After reading this, you will have a good idea on what the job is about and decide if this is the right career for you.
Microsystems Engineers research, design, develop, or test microelectromechanical systems (MEMS) devices.
Communicate operating characteristics or performance experience to other engineers or designers for training or new product development purposes.
Conduct acceptance tests, vendor-qualification protocols, surveys, audits, corrective-action reviews, or performance monitoring of incoming materials or components to ensure conformance to specifications.
Conduct analyses addressing issues such as failure, reliability, or yield improvement.
Conduct experimental or virtual studies to investigate characteristics and processing principles of potential microelectromechanical systems (MEMS) technology.
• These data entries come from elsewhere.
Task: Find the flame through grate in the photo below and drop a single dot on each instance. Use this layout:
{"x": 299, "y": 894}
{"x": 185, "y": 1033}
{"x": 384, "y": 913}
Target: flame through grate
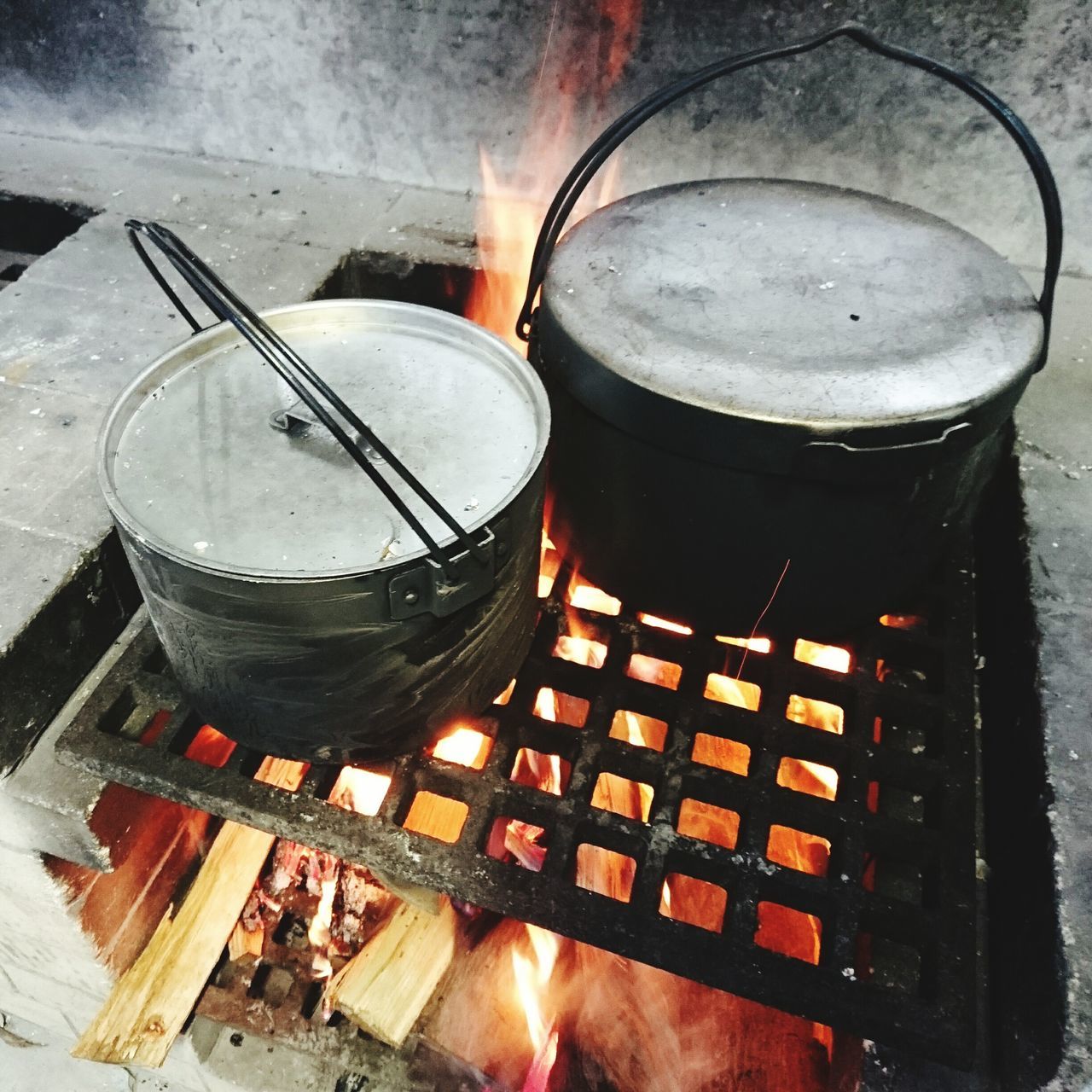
{"x": 841, "y": 810}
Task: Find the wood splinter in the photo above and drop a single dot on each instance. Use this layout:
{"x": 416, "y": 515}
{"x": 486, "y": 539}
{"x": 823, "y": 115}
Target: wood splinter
{"x": 386, "y": 985}
{"x": 151, "y": 1002}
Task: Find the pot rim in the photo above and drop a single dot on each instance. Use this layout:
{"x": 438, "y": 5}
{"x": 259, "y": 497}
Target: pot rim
{"x": 166, "y": 363}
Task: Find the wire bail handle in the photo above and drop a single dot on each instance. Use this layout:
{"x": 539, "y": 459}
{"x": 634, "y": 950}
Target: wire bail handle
{"x": 612, "y": 137}
{"x": 304, "y": 381}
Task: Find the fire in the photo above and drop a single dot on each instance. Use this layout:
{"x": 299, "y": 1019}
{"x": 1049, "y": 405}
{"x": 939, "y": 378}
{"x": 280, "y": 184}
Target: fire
{"x": 318, "y": 932}
{"x": 464, "y": 747}
{"x": 532, "y": 979}
{"x": 587, "y": 596}
{"x": 582, "y": 61}
{"x": 361, "y": 791}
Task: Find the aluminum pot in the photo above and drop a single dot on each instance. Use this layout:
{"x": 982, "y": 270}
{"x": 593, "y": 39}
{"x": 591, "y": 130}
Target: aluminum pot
{"x": 300, "y": 615}
{"x": 773, "y": 401}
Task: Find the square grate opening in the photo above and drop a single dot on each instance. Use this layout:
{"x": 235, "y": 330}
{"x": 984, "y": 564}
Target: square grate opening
{"x": 788, "y": 820}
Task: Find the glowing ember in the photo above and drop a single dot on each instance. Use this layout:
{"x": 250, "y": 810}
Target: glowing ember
{"x": 822, "y": 655}
{"x": 532, "y": 978}
{"x": 671, "y": 627}
{"x": 752, "y": 643}
{"x": 464, "y": 747}
{"x": 589, "y": 597}
{"x": 361, "y": 791}
{"x": 318, "y": 932}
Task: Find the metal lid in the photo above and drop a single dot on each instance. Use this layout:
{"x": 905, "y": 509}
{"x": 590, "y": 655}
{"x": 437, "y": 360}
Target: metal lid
{"x": 191, "y": 463}
{"x": 787, "y": 326}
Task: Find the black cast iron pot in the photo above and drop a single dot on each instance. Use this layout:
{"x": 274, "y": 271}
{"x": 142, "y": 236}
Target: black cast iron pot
{"x": 306, "y": 611}
{"x": 773, "y": 402}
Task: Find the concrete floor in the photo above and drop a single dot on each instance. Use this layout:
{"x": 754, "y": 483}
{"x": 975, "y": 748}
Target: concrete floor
{"x": 30, "y": 1063}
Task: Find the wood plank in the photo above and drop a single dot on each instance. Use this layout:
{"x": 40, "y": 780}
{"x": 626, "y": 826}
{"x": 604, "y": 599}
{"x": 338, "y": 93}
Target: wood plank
{"x": 385, "y": 989}
{"x": 151, "y": 1002}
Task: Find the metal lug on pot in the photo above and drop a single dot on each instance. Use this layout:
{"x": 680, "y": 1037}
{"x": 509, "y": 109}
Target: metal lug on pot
{"x": 299, "y": 420}
{"x": 425, "y": 590}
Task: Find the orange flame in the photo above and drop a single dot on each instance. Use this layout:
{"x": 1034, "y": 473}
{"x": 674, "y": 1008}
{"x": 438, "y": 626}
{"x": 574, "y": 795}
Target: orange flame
{"x": 532, "y": 979}
{"x": 361, "y": 791}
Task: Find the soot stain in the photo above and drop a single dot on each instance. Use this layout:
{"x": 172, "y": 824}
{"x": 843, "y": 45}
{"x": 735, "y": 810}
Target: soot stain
{"x": 820, "y": 94}
{"x": 104, "y": 47}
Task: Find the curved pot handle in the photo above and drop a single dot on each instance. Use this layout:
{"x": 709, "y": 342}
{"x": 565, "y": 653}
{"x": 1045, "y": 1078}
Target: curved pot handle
{"x": 609, "y": 140}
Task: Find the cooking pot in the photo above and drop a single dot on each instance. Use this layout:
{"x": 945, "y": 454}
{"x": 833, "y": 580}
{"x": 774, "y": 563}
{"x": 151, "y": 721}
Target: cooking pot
{"x": 775, "y": 402}
{"x": 301, "y": 608}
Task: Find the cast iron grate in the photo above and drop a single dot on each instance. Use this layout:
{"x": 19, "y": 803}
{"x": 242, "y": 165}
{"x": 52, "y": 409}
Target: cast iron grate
{"x": 894, "y": 902}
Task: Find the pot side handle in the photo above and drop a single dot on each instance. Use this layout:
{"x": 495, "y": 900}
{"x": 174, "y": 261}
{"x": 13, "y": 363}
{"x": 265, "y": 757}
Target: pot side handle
{"x": 612, "y": 137}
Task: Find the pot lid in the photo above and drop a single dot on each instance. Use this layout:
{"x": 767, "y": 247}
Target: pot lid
{"x": 192, "y": 462}
{"x": 755, "y": 322}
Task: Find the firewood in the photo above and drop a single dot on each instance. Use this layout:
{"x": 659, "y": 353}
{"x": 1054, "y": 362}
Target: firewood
{"x": 150, "y": 1002}
{"x": 244, "y": 942}
{"x": 385, "y": 987}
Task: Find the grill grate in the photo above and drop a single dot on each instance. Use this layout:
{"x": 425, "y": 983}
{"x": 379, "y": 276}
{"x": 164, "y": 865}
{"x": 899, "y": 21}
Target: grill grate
{"x": 896, "y": 909}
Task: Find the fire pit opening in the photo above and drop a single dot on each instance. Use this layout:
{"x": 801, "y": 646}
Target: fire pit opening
{"x": 31, "y": 227}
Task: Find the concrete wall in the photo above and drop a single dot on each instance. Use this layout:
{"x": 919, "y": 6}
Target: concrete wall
{"x": 406, "y": 90}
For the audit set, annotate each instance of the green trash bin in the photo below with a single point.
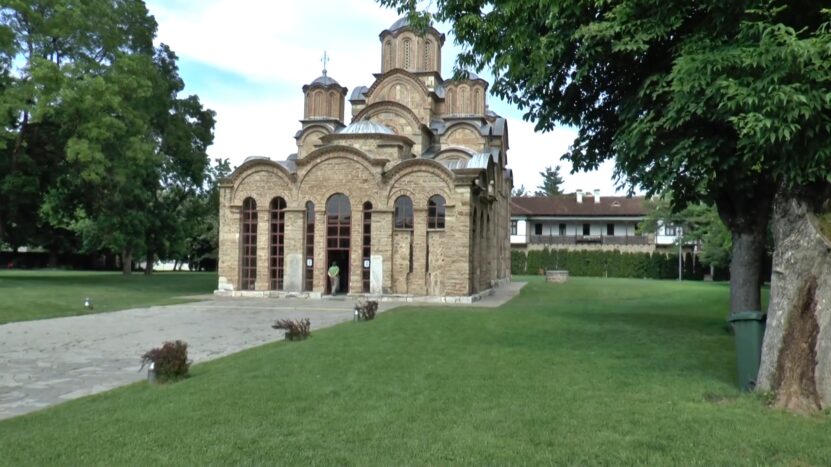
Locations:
(749, 328)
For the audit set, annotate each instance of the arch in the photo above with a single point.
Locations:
(276, 243)
(338, 240)
(436, 212)
(308, 282)
(403, 212)
(248, 244)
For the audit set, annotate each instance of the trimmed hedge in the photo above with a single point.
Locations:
(605, 264)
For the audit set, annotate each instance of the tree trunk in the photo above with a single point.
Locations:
(127, 261)
(796, 355)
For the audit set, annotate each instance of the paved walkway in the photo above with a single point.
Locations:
(50, 361)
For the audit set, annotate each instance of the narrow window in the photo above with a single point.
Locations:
(276, 251)
(248, 269)
(404, 213)
(406, 46)
(367, 245)
(310, 246)
(435, 212)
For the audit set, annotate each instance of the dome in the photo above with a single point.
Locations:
(325, 80)
(365, 127)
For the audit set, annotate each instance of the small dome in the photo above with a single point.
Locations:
(325, 80)
(365, 127)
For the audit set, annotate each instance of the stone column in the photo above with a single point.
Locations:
(293, 254)
(263, 233)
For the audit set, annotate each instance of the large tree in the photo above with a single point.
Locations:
(94, 117)
(719, 102)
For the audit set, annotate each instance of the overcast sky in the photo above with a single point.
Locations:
(248, 60)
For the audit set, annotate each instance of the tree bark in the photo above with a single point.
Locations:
(796, 354)
(127, 261)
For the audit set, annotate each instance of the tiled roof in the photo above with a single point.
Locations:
(567, 205)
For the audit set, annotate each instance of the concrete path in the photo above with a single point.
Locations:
(50, 361)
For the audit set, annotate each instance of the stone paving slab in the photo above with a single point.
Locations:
(50, 361)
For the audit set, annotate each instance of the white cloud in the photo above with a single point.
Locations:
(275, 48)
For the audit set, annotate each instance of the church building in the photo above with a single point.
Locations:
(411, 197)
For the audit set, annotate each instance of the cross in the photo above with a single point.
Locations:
(325, 61)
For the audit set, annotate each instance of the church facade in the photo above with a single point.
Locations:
(411, 197)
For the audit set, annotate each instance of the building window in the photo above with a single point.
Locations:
(435, 212)
(310, 246)
(367, 245)
(276, 245)
(404, 213)
(406, 46)
(248, 270)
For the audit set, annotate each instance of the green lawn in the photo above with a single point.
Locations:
(594, 371)
(38, 294)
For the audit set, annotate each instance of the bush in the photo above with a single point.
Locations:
(169, 362)
(365, 311)
(296, 329)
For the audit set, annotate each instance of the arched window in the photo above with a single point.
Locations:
(388, 56)
(248, 266)
(406, 45)
(435, 212)
(310, 245)
(276, 244)
(367, 245)
(404, 213)
(428, 55)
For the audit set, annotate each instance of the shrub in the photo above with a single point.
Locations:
(296, 329)
(170, 361)
(365, 311)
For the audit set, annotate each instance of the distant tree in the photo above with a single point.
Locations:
(519, 192)
(552, 182)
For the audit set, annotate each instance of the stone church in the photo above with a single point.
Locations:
(411, 197)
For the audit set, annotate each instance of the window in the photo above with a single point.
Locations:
(367, 245)
(406, 46)
(435, 212)
(404, 213)
(276, 247)
(248, 271)
(310, 245)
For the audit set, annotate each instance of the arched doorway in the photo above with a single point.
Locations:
(338, 234)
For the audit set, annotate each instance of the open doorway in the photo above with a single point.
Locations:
(341, 259)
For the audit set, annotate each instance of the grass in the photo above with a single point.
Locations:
(591, 372)
(28, 295)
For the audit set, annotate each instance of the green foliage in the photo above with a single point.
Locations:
(596, 263)
(169, 362)
(552, 182)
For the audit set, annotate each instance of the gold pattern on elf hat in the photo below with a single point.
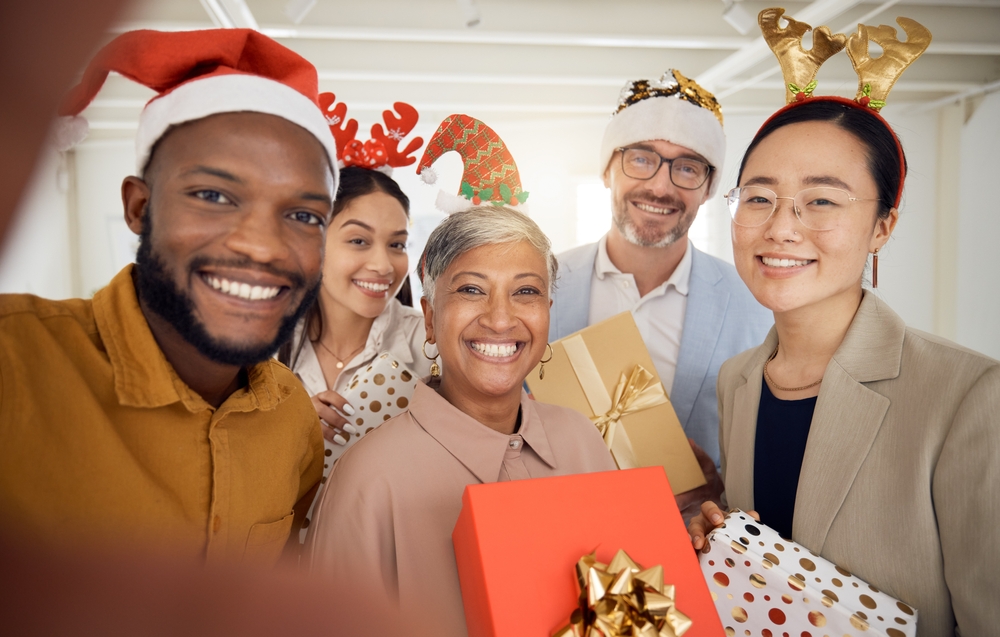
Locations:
(876, 76)
(197, 74)
(382, 152)
(490, 174)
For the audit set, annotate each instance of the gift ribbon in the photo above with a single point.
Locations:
(621, 599)
(635, 392)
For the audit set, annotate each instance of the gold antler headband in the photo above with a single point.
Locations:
(876, 76)
(798, 66)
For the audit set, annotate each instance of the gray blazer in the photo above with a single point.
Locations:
(721, 320)
(900, 482)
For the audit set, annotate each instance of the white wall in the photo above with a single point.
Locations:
(36, 255)
(978, 307)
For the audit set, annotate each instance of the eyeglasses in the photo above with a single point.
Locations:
(685, 172)
(816, 208)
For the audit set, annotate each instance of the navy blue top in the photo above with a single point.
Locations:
(782, 431)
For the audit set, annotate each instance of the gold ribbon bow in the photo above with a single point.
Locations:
(638, 391)
(621, 599)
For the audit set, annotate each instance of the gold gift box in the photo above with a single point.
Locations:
(598, 371)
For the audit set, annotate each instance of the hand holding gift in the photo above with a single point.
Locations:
(621, 599)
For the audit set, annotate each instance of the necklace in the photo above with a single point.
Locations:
(779, 387)
(340, 361)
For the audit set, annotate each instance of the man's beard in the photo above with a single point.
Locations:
(161, 295)
(650, 236)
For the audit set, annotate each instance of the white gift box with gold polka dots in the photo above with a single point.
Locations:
(378, 392)
(766, 586)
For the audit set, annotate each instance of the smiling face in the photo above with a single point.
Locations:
(490, 320)
(786, 265)
(654, 212)
(233, 246)
(366, 258)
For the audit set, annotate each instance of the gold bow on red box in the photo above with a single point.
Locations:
(621, 599)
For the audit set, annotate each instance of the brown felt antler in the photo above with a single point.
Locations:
(396, 129)
(877, 75)
(798, 66)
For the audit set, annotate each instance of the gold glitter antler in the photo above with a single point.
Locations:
(798, 66)
(877, 75)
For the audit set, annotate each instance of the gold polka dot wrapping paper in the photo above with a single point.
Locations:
(378, 392)
(763, 584)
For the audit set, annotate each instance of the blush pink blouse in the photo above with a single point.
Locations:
(385, 518)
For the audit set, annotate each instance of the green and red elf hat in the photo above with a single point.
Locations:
(490, 175)
(876, 76)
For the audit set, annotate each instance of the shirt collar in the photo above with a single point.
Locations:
(143, 376)
(679, 280)
(480, 449)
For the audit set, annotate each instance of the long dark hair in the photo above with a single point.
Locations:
(884, 152)
(354, 182)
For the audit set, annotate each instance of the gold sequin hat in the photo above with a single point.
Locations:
(672, 108)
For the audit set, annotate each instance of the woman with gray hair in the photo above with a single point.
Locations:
(386, 516)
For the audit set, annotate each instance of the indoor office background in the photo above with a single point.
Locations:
(546, 74)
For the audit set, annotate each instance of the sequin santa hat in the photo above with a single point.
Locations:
(382, 151)
(197, 74)
(674, 109)
(490, 174)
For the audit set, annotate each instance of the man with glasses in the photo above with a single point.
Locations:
(662, 155)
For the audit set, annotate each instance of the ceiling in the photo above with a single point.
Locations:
(542, 59)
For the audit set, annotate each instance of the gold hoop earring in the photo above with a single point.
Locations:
(875, 269)
(435, 368)
(541, 367)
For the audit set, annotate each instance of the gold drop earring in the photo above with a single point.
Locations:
(435, 368)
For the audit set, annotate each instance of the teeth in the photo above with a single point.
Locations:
(783, 263)
(374, 287)
(653, 209)
(492, 349)
(242, 290)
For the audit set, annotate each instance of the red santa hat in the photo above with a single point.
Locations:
(490, 174)
(197, 74)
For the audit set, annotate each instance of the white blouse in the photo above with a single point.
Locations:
(398, 330)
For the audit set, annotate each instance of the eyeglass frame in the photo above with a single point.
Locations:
(670, 167)
(795, 209)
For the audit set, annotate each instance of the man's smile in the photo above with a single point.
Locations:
(242, 290)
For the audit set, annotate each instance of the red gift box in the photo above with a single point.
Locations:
(517, 544)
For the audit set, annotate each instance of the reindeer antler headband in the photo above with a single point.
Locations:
(876, 76)
(382, 151)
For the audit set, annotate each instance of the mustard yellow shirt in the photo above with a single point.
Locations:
(101, 440)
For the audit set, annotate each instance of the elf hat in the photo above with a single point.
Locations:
(673, 109)
(197, 74)
(490, 174)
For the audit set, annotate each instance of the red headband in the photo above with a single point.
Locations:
(854, 104)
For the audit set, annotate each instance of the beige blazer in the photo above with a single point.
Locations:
(900, 482)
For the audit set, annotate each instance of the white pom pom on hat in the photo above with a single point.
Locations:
(668, 117)
(69, 131)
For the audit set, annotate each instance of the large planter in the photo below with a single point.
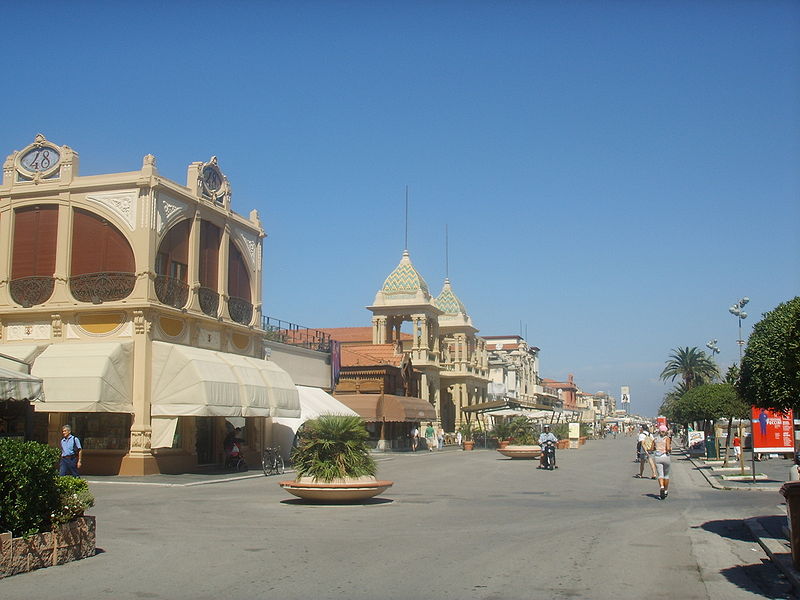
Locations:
(528, 452)
(338, 491)
(68, 542)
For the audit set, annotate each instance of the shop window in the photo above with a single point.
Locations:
(102, 431)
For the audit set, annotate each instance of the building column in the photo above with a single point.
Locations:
(193, 276)
(222, 273)
(140, 459)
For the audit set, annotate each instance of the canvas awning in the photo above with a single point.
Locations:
(81, 377)
(19, 386)
(388, 407)
(190, 381)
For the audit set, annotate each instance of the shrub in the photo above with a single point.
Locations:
(29, 492)
(333, 447)
(74, 498)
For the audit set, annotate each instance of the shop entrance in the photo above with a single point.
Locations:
(204, 442)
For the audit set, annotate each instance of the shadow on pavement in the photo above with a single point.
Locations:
(733, 529)
(759, 579)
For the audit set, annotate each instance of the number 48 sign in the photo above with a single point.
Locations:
(773, 431)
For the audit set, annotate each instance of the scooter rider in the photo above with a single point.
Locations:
(545, 436)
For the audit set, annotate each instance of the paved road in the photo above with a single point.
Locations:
(455, 525)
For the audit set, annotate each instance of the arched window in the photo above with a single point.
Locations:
(103, 265)
(172, 266)
(33, 259)
(239, 302)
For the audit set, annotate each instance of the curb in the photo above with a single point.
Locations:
(716, 485)
(777, 551)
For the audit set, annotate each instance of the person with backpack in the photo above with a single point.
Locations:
(645, 446)
(70, 453)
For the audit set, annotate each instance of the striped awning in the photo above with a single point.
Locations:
(19, 386)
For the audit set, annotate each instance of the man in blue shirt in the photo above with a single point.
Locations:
(70, 453)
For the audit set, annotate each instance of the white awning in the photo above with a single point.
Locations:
(85, 377)
(191, 381)
(314, 402)
(19, 386)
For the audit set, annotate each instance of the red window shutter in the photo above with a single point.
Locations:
(35, 241)
(98, 246)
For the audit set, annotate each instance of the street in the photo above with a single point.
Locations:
(455, 525)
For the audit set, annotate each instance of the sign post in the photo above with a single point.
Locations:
(773, 431)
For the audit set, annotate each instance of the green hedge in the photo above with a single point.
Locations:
(33, 497)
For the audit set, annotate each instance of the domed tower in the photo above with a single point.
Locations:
(404, 296)
(464, 374)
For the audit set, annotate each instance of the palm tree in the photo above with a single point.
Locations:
(693, 366)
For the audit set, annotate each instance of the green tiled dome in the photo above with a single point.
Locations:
(405, 279)
(449, 302)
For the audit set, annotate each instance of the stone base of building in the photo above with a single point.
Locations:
(138, 465)
(72, 541)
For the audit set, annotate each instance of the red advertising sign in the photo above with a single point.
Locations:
(772, 431)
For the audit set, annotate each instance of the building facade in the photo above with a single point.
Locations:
(137, 300)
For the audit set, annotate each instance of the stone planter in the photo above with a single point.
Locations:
(528, 452)
(72, 541)
(338, 491)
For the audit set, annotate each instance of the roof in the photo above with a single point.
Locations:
(448, 302)
(387, 407)
(349, 335)
(371, 354)
(405, 279)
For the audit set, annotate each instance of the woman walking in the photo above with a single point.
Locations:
(663, 446)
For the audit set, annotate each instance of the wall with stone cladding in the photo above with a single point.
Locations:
(72, 541)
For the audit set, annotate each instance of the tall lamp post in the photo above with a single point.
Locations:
(736, 311)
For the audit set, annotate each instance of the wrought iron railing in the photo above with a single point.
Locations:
(29, 291)
(102, 287)
(171, 291)
(296, 335)
(209, 301)
(240, 310)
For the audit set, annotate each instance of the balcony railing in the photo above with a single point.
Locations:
(29, 291)
(296, 335)
(171, 291)
(102, 287)
(240, 310)
(209, 301)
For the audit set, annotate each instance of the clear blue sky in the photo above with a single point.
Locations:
(614, 175)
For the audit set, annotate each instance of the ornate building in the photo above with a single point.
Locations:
(442, 348)
(137, 300)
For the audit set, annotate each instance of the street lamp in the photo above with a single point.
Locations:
(737, 311)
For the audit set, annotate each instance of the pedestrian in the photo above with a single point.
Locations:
(430, 437)
(663, 446)
(645, 447)
(70, 453)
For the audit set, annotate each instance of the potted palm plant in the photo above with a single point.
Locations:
(467, 430)
(333, 462)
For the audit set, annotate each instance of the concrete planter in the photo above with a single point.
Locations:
(338, 491)
(72, 541)
(528, 452)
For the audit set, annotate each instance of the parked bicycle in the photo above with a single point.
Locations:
(272, 461)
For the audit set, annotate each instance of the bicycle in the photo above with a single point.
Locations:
(272, 462)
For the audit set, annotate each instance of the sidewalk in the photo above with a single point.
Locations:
(771, 532)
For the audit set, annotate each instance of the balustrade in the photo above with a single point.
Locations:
(102, 287)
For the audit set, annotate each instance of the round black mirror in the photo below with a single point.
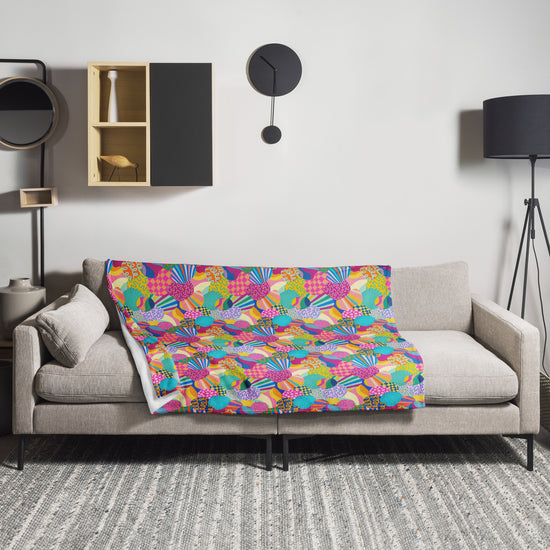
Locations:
(28, 112)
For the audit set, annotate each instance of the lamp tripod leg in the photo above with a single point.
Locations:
(523, 234)
(543, 226)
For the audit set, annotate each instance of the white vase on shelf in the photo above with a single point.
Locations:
(113, 105)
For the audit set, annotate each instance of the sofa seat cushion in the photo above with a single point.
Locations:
(460, 371)
(107, 375)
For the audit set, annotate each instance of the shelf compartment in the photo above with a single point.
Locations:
(132, 86)
(131, 142)
(38, 197)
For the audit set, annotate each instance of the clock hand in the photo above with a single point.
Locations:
(274, 72)
(264, 59)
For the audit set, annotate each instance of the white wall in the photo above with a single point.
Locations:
(380, 160)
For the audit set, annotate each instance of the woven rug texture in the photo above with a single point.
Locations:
(109, 492)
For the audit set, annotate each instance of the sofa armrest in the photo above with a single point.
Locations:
(29, 354)
(516, 342)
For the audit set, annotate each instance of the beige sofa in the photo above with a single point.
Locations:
(481, 375)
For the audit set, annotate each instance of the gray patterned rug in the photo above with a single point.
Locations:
(182, 493)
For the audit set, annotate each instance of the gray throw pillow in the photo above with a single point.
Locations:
(70, 331)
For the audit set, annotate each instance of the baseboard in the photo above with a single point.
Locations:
(544, 401)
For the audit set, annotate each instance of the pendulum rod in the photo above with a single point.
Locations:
(272, 110)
Microsystems Engineers with little to no experience tend to make between $52010 and $70960 while the more experienced ones make over $122840 per year.
Top 5 paying states
1 of the easiest ways to increase your salary as A Microsystems Engineer is to move to a higher paying state like DC. Right now, the highest paying states for Microsystems Engineers are DC, AK, MD, AL and VA.
However a higher pay at DC doesn’t guarantee that you will make more because the living expenses at DC might be 2x higher than where you are currently at now.
3 other factors that can increase your salary as A Microsystems Engineer is the degree you hold, the industry you work in and lastly the company you work for (bigger companies like the Fortune 500 companies tend to pay more).
People who are suitable for this job tends to like working with ideas, and require an extensive amount of thinking. They like searching for facts and figuring out problems mentally.
They also like work activities that include practical, hands-on problems and solutions. They like working with plants, animals, and real-world materials like wood, tools, and machinery. Many of the careers require working outside, and do not involve a lot of paperwork or working closely with others.